その後、豊島現校長の挨拶。私が高校生だった頃は、ペーペーの数学の先生でしたが、えらく貫禄が出ていて時代の変遷を感じました。
食堂で昼食のお弁当を食べた後、今回のメインイベント「青春授業」へ。昔、教えていただいた先生が教壇に立ち、二時限分、授業を受けられるというもの。私は、校長時代に男女共学化を実現したN先生の社会と、生徒会長をしていたとき、顧問だったF先生の生物の授業に出席。
卒業して以来、20数年ぶりの教室、窓からは大阪市内が一望。よくよく考えると、千里の高台にあったから、どこの窓からもすごく眺めがよかったな。
教室は90%が男子校時代のオヤジばかりだけど、4、5人、最近卒業した女子が混じって不思議な光景。ハローワークに社会見学に来た女子大生グループって感じでした。写真を撮りたかったけど、ケータイのレンズを向けるのは気が引けました‥‥エロオヤジと思われるのは嫌なので。

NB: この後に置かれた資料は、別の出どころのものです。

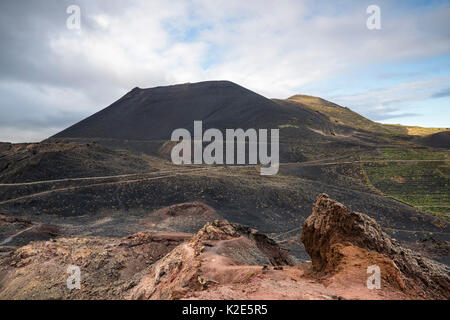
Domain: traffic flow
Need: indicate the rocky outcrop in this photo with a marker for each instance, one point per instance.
(332, 231)
(108, 267)
(260, 243)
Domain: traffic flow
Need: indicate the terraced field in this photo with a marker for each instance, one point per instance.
(420, 178)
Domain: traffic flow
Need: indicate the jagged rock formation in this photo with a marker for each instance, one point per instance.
(225, 260)
(332, 230)
(109, 267)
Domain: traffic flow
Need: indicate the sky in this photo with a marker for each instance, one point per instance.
(52, 76)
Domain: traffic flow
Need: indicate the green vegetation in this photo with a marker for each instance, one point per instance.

N先生の授業は、校長時代のぶっちゃけ話が面白かった。月に一度、学校法人の理事会に行くと、理事に囲まれて付属上がりの学生は勉強ができないと、毎回吊るし上げられたこと(スミマセン)。男女共学化を決断したときは、理事会からは「トイレを改造したり、女性の教員いれたり、どこにそんなカネがあるんじゃい」と言われ、卒業生から「バンカラが関大一高のウリやろ」と抗議を受け、周囲の女子校にはなかなか理解されなかったこと。その他、制服をブレザーに変えた理由とか、いま、明らかになる話ばかり。
昔、校長先生というと学校で一番偉い人と思っていたけど、実は子会社の社長だったんだ、ということが、しみじみとわかりました。そのくせ、勉強についてはぜんぜんハッパをかけることなく、我々付属生の「壁」となっていただき、本当にご苦労おかけしました。
生物のF先生は今年で退職。今日の授業の教材はサツマイモ。でんぷんの固まりであるサツマイモに熱を加えると、アミラーゼにより麦芽糖に分解される。では、どうすれば一番、おいしく焼き上がるか、というのがテーマ。摂氏92度で焼いたときに、一番糖分が多くなるのだけど、摂氏92度を維持するために断熱材を使い、実際の装置を用いて作ってみるというものでした。授業が進むにつれ、教室は焼き芋の香ばしい香りに包まれ、最後は先生自ら包丁をにぎって、生物の“プリント”に包んでみんなにふるまい、終了のチャイムが。
そういえば、先生の授業は、タラコの数を数えたり、ミミズの輪を観察したり、受験勉強のない付属校ならではの面白い授業だった。みーんな忘れてしまったけど。でも、今日は、「職人の授業」を見せてもらえました。